Rusia anunció hoy que suspenderá a partir del próximo lunes 1 de julio las importaciones de patata y material de plantación agrícola procedente de la Unión Europea por el incumplimiento de las normas fitosanitarias rusas.

Lamentó que la UE "no puede garantizar la seguridad alimentaria de esa producción ni nos dejan contactar directamente con los proveedores".

La prohibición se impone después de que el SIAG detectara en varias partidas la presencia de microorganismos que se encuentran bajo cuarentena en Rusia, precisó el jefe del SIAG, Serguéi Dankvert.

Agregó que los suministros de productos infectados con bacterias nocivas "ya tienen un carácter sistemático" pese a numerosas advertencias al respecto.

"Estaremos dispuestos a restablecer los suministros sólo a condición de que nos proporcionen información detallada sobre las zonas precisas de donde vienen las patatas y el material de plantación", aseveró.

Recordó que representantes de la Comisión Europea se negaron a discutir este problema en el comité de la Organización del Comercio Mundial sobre aplicación de medidas fitosanitarias en el comercio esta semana en Ginebra.

Según Dankvert, el problema pudo haberse solucionado una vez firmado el respectivo acuerdo bilateral, "sin embargo, la Comisión Europea prohibió concluir este tipo de acuerdos al tiempo que no garantizó la seguridad de los suministros".

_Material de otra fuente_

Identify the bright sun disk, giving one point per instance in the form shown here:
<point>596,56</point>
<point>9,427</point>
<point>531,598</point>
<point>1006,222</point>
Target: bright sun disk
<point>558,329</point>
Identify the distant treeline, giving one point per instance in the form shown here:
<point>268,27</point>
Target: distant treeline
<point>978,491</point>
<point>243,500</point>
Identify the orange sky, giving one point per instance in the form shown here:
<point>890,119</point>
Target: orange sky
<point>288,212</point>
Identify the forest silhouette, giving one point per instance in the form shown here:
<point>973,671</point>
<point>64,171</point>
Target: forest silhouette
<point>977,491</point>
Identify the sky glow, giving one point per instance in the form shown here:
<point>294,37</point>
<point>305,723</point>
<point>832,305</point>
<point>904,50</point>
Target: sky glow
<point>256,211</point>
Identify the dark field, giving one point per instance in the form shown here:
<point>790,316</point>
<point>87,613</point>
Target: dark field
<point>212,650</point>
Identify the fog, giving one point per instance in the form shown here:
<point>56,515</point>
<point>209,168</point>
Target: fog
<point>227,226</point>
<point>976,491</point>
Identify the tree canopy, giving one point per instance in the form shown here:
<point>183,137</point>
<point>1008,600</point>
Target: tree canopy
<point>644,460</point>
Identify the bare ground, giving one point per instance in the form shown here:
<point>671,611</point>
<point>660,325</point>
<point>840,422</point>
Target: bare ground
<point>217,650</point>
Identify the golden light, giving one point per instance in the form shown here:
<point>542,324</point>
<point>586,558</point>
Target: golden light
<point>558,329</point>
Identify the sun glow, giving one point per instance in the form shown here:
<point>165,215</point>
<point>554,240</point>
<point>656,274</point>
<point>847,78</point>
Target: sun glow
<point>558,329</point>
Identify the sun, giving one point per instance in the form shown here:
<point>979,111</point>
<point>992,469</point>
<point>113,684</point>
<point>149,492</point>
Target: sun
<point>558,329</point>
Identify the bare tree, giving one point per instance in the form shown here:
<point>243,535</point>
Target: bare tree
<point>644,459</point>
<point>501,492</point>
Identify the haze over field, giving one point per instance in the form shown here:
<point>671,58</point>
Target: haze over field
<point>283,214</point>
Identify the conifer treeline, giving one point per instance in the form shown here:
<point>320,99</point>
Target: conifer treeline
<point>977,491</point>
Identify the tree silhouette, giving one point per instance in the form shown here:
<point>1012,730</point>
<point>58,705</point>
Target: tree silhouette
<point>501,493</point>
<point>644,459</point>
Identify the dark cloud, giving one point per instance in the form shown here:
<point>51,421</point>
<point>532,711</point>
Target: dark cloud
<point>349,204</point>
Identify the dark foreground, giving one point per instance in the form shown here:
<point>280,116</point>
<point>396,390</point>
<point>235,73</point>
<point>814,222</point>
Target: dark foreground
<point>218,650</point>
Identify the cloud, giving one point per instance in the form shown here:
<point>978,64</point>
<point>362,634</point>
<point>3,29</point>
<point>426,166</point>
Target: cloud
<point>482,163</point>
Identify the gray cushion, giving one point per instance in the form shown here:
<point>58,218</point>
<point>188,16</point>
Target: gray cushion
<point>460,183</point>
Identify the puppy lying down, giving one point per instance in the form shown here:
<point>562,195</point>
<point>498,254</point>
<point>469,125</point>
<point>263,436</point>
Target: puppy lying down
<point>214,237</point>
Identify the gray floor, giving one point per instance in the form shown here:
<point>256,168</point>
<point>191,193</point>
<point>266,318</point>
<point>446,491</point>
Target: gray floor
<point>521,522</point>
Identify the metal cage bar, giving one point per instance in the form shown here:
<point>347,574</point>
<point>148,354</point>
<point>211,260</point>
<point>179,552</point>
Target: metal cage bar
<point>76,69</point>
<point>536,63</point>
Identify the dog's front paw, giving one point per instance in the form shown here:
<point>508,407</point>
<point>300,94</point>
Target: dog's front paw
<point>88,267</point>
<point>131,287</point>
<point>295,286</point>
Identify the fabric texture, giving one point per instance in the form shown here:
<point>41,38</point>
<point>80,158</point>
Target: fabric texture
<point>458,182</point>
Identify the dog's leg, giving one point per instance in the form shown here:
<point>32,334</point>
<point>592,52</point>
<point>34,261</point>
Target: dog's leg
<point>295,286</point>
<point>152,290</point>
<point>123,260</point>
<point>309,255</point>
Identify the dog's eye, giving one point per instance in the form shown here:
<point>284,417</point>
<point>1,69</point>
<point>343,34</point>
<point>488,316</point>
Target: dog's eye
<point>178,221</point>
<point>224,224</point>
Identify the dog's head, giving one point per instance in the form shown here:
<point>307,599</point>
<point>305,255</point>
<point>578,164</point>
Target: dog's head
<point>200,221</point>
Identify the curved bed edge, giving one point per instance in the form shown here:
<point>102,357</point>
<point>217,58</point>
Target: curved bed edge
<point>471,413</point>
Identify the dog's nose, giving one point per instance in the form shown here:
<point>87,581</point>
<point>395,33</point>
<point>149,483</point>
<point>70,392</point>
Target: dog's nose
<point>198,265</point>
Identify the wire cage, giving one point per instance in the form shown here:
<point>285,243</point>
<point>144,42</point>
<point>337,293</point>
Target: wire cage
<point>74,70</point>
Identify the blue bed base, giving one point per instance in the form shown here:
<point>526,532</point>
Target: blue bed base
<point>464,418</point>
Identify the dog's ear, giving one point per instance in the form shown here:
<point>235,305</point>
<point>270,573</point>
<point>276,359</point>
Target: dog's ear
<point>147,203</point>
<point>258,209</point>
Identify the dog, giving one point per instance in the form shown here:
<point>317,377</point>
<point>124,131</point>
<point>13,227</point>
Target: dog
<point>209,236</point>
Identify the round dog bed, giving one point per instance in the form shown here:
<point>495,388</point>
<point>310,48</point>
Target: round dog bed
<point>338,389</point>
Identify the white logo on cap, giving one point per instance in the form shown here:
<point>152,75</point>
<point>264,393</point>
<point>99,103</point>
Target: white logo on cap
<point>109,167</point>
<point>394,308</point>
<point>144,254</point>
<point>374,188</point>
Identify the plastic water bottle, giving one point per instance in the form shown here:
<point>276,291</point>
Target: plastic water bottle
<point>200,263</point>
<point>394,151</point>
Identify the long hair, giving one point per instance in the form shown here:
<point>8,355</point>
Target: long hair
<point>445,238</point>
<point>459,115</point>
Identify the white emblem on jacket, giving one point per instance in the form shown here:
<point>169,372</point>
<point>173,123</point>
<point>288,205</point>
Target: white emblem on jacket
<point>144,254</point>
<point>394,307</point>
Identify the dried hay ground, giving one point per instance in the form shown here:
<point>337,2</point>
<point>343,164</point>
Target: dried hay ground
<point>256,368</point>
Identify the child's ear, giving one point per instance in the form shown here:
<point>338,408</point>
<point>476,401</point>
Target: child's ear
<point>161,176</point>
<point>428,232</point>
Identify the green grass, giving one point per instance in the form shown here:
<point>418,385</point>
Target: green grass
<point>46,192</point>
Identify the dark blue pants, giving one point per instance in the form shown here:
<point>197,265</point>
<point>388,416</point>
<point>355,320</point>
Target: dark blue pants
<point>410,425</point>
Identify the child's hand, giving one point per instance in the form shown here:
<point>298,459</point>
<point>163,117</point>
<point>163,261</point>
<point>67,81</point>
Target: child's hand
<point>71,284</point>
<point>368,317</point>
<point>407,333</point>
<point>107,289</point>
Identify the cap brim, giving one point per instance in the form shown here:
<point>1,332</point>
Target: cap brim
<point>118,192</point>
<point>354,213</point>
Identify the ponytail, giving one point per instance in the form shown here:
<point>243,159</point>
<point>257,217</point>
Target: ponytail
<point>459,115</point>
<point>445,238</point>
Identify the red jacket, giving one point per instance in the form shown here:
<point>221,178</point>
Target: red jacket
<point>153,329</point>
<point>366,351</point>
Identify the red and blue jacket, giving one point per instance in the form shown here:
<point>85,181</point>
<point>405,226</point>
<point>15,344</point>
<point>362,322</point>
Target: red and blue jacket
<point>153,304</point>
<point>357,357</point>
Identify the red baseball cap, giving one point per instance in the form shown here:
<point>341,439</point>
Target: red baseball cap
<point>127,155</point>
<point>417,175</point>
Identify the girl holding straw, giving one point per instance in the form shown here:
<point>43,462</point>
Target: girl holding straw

Según la SIAG, desde 2010, en inspecciones fitosanitarias de las patatas procedentes de Alemania, Bélgica, Reino Unido, España, Lituania, Finlandia, Países Bajos, Francia y la República Checa, en más de un centenar de casos se han detectado microorganismos bajo cuarentena en Rusia.

12.000 toneladas de patatas no pudieron cruzar la frontera rusa desde entonces por la presencia de la polilla de patata y distintos tipos de plaga en la producción europea, señala el SIAG.

Con anterioridad, el SIAG tenía previsto suspender las importaciones a partir del pasado 1 de junio pero postergó el plazo a fin de conceder más tiempo a la UE para que resolviera el problema.